Economy set for another 50bn boost as Sir Mervyn King expected to restart printing presses

Cashing in: Sir Mervyn King is expected to restart the printing presses
Sir Mervyn King, Governor of the Bank of England, is expected to restart the printing presses this week and run off at least another 50 billion to hold back the spectre of deep recession.
In what would be the sixth round of quantitative easing, the Bank’s Monetary Policy Committee is likely to take the total of its money-creation programme to a minimum of 325 billion, the equivalent of more than 22 per cent of gross domestic product.
This staggering figure means that for every 1 in 5 that the nation earns, the Bank has conjured 1 out of thin air.
Nothing on this scale has ever been tried in peace time and the long-term consequences are unpredictable. But with GDP estimated to have fallen by 0.2 per cent in the final quarter of last year, and every likelihood that it will do the same in the current quarter, the MPC is expected to act.
Another quarter of negative growth would put Britain back into recession for the first time since the second quarter of 2009, and the Bank would want to stop that from turning into a prolonged downturn.
Rupert Robinson, chief executive at Schroders Private Banking, said: ‘We expect more quantitative easing. My best guess would be for another 50 billion.’

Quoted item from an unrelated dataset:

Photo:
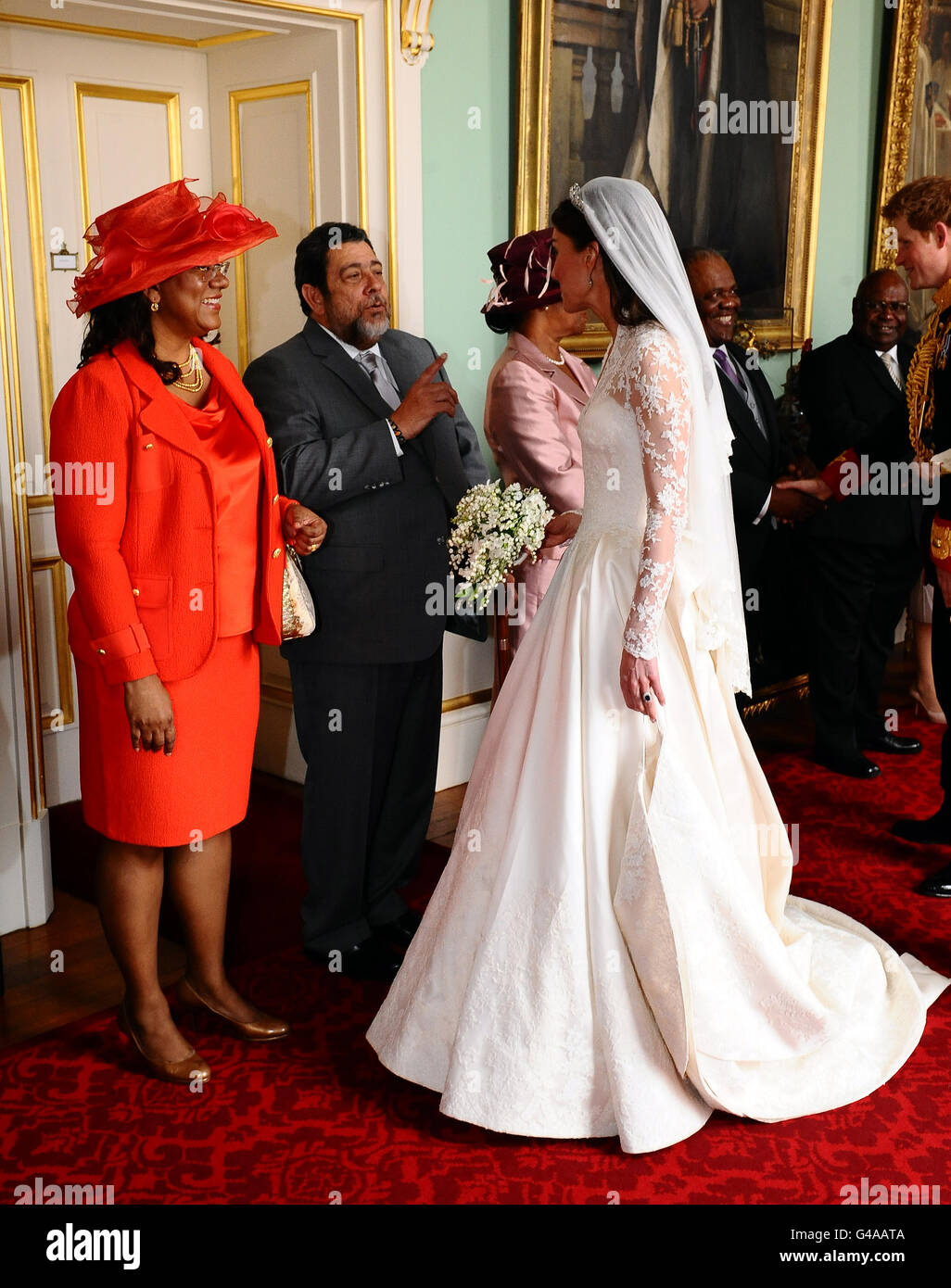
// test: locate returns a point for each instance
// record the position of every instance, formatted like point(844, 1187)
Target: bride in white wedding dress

Trevor Williams, chief economist with Lloyds Banking Group, said: ‘I think there will be another round of quantitative easing, and if it is only 50 billion I think we would wonder why it had not been 75 billion.
‘The real economy is no longer contracting, but there has been a fall in the money supply, in consumer credit and in lending to small and medium-sized businesses. There are also the problems in the eurozone.’
Howard Archer, economist with independent forecaster IHS Global Insight, said: ‘It is very much a done deal. I am looking for another 50 billion. We have the risk of contraction during the first quarter of this year. There is a clear case for giving the economy more help.’
Peter Dixon, strategist at Commerzbank, said: ‘We seem to be operating in a improved market environment.’
Last week saw upbeat surveys of purchasing managers, but these are thought unlikely to stay the Bank’s hand.
Under quantitative easing, which began in March 2009, the Bank creates new cash and then buys assets, mainly British Government bonds, from private-sector investors other than banks. It is hoped that this pumps money into the system.